Compartí un posteo de las redes sociales en un grupo de Whatsapp de amigas. Una me dijo “escribí ya algo sobre el terrorismo de la imagen”. Le dije que no sabía si era la persona más adecuada para hablar de eso.
Cuando tenía 20 años me hice un peeling en el centro donde hacía pilates. En un mismo lugar podías fortalecer el culo y también tirarte un poquito de ácido en la cara para sacar esos puntitos negros que tanto molestaban. Me empezó a picar. Le pedí que me sacaran eso cuánto antes. Al día siguiente tenía la piel en carne viva.
Unos años más tarde me volví a hacer ese tratamiento pero en lugares más serios, con profesionales que sabían lo que hacían.
Veo que en ese universo paralelo que es Twitter, muchas feministas dividen sus posturas y se preguntan si la discusión pasa por los mandatos de belleza o por si la necesidad de que perseguir esos estándares que se nos plantean no se de en una zona de riesgo.
Sí a todo. Discutamos todo. Las cirugías estéticas son quizás la punta de un iceberg que solapa todo aquello que hacemos para vernos más lindas, o sentirnos mejor: consumir toneladas de ropa, hacer dietas restrictivas, el alisado, Slim, Figurella, los corpiños con aro (!!), los tacos aguja, el semipermanente de uñas, el lifting de pestañas, los maquillajes, el laminado y perfilado de cejas, las cremas de toda clase y color para párpados, cuello, manos, rostro, el serum, la antiarrugas, las tinturas, la cama solar, los tratamientos anticelulíticos, y la lista sigue y sigue.

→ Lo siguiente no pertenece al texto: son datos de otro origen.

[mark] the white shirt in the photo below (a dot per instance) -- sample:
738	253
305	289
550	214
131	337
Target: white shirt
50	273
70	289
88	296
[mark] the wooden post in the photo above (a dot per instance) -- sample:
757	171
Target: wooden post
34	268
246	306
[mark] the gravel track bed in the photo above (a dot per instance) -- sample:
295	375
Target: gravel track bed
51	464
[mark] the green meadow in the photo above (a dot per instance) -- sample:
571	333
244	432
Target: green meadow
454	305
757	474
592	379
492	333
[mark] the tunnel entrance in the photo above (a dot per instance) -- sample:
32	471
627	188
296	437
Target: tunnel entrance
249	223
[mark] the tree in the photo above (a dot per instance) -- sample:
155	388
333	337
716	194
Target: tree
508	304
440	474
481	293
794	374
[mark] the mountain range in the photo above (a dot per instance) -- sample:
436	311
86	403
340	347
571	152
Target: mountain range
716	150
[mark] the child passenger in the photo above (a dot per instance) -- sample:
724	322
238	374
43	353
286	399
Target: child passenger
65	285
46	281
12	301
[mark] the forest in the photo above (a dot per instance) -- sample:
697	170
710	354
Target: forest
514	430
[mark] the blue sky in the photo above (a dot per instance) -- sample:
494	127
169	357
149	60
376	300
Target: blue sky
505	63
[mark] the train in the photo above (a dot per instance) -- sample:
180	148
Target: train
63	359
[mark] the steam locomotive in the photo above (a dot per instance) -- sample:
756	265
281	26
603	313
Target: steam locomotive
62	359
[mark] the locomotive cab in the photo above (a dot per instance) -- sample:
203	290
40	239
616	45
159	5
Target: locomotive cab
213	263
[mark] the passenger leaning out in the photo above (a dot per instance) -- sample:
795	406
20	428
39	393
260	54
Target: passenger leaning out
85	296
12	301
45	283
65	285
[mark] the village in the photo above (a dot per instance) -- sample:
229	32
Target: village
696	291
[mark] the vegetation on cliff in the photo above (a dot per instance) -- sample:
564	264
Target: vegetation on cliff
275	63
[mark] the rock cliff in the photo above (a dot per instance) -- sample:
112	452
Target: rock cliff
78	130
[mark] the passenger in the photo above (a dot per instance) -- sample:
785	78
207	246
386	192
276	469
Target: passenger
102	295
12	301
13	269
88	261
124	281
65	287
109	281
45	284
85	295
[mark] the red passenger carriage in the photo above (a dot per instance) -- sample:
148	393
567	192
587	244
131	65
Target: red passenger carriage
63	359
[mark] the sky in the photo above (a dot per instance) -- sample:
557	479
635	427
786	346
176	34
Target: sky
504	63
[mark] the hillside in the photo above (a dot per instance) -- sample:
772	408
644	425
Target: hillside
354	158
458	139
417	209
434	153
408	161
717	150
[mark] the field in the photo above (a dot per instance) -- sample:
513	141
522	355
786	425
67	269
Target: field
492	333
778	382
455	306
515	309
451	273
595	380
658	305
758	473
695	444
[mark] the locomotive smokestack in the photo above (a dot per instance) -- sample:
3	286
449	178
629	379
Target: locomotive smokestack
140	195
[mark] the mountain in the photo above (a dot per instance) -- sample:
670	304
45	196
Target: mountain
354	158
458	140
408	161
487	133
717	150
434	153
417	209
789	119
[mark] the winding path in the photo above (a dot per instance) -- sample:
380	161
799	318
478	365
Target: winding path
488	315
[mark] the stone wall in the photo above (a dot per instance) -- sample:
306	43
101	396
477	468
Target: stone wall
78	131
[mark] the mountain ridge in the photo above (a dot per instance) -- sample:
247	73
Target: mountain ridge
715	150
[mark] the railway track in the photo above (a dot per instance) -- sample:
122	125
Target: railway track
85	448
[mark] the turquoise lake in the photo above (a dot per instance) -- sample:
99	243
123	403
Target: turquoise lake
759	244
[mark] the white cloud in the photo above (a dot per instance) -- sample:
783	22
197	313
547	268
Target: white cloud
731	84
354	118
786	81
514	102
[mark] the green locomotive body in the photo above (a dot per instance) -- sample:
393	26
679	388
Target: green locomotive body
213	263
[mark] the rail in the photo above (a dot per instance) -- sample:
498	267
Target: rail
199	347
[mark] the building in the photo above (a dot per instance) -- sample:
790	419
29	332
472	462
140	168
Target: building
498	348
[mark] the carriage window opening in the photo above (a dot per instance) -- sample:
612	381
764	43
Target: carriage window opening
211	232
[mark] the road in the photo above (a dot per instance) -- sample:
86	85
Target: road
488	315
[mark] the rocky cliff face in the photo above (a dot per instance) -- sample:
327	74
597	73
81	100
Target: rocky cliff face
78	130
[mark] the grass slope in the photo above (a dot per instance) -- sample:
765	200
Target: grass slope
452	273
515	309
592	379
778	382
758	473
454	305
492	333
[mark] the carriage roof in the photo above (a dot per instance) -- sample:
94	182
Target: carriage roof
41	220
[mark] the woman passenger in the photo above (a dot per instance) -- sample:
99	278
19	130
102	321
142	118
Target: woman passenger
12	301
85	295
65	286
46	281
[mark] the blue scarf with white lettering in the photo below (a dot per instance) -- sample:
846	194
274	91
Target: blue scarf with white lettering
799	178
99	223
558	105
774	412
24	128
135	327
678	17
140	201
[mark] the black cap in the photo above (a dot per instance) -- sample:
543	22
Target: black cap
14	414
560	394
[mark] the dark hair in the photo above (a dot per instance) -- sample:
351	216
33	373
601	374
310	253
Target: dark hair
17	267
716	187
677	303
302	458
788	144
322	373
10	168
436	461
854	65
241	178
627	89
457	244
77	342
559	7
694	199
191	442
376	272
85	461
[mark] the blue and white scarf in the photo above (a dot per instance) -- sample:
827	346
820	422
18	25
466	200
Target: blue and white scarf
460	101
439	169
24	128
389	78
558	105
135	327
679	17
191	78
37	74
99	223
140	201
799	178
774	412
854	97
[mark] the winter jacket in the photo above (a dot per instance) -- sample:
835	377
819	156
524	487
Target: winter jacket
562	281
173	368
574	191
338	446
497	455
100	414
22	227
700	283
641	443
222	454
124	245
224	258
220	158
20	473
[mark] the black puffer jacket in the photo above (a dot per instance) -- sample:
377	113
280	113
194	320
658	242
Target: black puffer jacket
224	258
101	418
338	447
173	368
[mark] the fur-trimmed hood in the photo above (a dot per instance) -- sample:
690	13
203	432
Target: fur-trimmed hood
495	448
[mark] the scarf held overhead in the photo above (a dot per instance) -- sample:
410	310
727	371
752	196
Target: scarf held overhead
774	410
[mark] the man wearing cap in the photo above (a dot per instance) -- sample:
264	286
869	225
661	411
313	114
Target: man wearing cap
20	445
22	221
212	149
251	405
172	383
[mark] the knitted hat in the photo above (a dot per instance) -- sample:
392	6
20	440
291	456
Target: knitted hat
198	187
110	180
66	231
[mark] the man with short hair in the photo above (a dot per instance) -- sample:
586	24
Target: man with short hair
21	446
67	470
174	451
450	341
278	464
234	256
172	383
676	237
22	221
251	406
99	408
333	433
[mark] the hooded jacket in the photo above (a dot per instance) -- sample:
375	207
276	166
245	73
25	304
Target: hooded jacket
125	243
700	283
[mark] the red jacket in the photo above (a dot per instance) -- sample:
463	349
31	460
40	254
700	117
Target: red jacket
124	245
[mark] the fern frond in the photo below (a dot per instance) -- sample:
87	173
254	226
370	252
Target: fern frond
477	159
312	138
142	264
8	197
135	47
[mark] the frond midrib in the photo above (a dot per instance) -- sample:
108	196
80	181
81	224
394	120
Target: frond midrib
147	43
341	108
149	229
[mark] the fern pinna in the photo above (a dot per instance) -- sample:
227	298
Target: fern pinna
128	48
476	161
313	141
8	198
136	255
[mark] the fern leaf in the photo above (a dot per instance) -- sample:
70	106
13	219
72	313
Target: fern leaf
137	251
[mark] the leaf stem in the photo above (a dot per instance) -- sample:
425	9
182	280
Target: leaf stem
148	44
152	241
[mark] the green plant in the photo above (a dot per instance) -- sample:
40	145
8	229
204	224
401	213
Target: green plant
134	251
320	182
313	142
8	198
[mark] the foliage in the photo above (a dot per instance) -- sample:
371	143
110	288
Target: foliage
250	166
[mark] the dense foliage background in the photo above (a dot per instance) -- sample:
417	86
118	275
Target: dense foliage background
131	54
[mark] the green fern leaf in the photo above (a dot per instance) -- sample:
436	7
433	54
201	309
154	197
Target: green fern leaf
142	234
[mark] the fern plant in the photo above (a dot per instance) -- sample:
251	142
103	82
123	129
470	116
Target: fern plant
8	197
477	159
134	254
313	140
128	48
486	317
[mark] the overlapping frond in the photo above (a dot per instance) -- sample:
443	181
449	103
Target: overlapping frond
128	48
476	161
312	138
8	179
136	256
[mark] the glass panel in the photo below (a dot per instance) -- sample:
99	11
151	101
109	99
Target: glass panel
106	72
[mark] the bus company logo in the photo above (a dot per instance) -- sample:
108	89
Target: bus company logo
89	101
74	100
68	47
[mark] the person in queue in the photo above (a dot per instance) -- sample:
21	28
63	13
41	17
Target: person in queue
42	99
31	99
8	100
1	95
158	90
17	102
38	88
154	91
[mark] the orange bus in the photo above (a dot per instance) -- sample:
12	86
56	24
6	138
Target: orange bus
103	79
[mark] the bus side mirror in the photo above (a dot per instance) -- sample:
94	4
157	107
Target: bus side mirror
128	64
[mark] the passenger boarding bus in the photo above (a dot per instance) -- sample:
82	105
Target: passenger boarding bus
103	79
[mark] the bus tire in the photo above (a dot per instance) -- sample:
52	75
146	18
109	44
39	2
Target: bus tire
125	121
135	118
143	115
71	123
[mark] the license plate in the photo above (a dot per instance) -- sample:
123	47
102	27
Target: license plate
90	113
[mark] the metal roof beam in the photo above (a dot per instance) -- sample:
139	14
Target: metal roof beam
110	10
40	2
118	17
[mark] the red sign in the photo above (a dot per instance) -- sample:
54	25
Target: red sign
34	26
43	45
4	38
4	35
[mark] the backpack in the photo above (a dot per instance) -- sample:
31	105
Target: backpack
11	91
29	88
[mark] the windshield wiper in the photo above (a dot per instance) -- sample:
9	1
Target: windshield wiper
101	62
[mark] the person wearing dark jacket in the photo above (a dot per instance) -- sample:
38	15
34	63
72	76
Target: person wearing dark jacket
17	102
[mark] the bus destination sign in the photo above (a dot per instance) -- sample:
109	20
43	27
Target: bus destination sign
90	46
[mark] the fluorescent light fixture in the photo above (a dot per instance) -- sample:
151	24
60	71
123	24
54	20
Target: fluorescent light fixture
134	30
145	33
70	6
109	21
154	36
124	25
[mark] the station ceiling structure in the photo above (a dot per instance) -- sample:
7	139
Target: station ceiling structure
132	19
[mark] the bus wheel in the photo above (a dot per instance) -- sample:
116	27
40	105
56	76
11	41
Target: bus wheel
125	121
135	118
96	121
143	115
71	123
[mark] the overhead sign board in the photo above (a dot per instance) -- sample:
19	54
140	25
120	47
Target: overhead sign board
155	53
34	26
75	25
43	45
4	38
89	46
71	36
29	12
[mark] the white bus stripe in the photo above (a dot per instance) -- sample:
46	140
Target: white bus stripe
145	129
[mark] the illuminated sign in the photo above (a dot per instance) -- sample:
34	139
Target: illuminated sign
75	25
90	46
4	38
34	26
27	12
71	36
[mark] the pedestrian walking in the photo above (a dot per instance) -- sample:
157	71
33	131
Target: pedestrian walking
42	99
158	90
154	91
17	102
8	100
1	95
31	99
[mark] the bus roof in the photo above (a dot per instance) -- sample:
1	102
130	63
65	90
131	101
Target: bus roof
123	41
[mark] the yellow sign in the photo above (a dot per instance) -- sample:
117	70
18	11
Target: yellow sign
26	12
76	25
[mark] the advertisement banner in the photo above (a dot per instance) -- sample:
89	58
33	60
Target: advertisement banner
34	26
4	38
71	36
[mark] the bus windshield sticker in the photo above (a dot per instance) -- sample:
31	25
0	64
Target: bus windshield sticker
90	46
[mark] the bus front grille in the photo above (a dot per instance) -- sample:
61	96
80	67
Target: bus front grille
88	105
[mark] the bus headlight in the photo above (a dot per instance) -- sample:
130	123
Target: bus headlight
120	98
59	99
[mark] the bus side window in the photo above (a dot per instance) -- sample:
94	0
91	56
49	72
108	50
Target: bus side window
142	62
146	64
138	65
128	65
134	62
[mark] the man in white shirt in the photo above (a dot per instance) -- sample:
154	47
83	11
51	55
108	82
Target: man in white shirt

Todo un andamiaje al servicio de la belleza, o de una determinada belleza.
Me aburre hablar del capitalismo y la industria estética, y cómo todo eso evidentemente lo refuerza y lo sostiene, ya lo sabemos y no vamos a transformarlo con acciones individuales y aisladas. Eso es no ir a Mc Donalds para combatir el imperialismo. Sin embargo, un aspecto que sí me resulta interesante pensar es cómo el acceso a esos productos que nos vuelven más atractivas para nosotras mismas y para los demás, también contiene un componente de clase que determina y establece la calidad de lo que usamos, lo que nos metemos o nos hacemos en el cuerpo. El caso quizás más transparente de eso es observar cómo la salud de las personas trans se ve deteriorada por tener que someterse a tratamientos y cirugías peligrosas. Ahí apareció el Estado, que desde el 2012 debe garantizar el acceso a intervenciones quirúrgicas y tratamientos hormonales para reafirmar el género en el que se reconozcan.
Lotocki tiene que ir preso, o eso lo dirá la justicia, pero creo que podemos animarnos a mirar un poco más allá y cuestionar el entramado que sostiene a esos personajes. Ahí aparecen sin dudas los medios, y la necesidad imperiosa de que comprendan la caja de resonancia que constituyen y el poder infinito que tienen de ayudar a alivianarnos un poquito la existencia. También la industria de la moda y sus publicidades con pieles de porcelana y cuerpos de Barbies rosadas.
Que en esta discusión pese también el testimonio que nos dejó Silvina Luna cuando en uno de los videos que publicó en su cuenta, afirmaba que había ciertos mensajes dañinos que “a una chica adolescente pueden matarla”. Quizás hablaba de ella misma, y de tantas otras que nos vemos envueltas en esta carrera desigual con el tiempo, como planteó Julia Mengolini. Necesitamos reforzar nuestro derecho al autocuidado, y necesitamos también más información para tener herramientas que nos permitan identificar el momento en que un deseo se convierte en un mandato, hasta dónde elegimos o padecemos alcanzar esos modelos. Que nos vuelva a mover el deseo.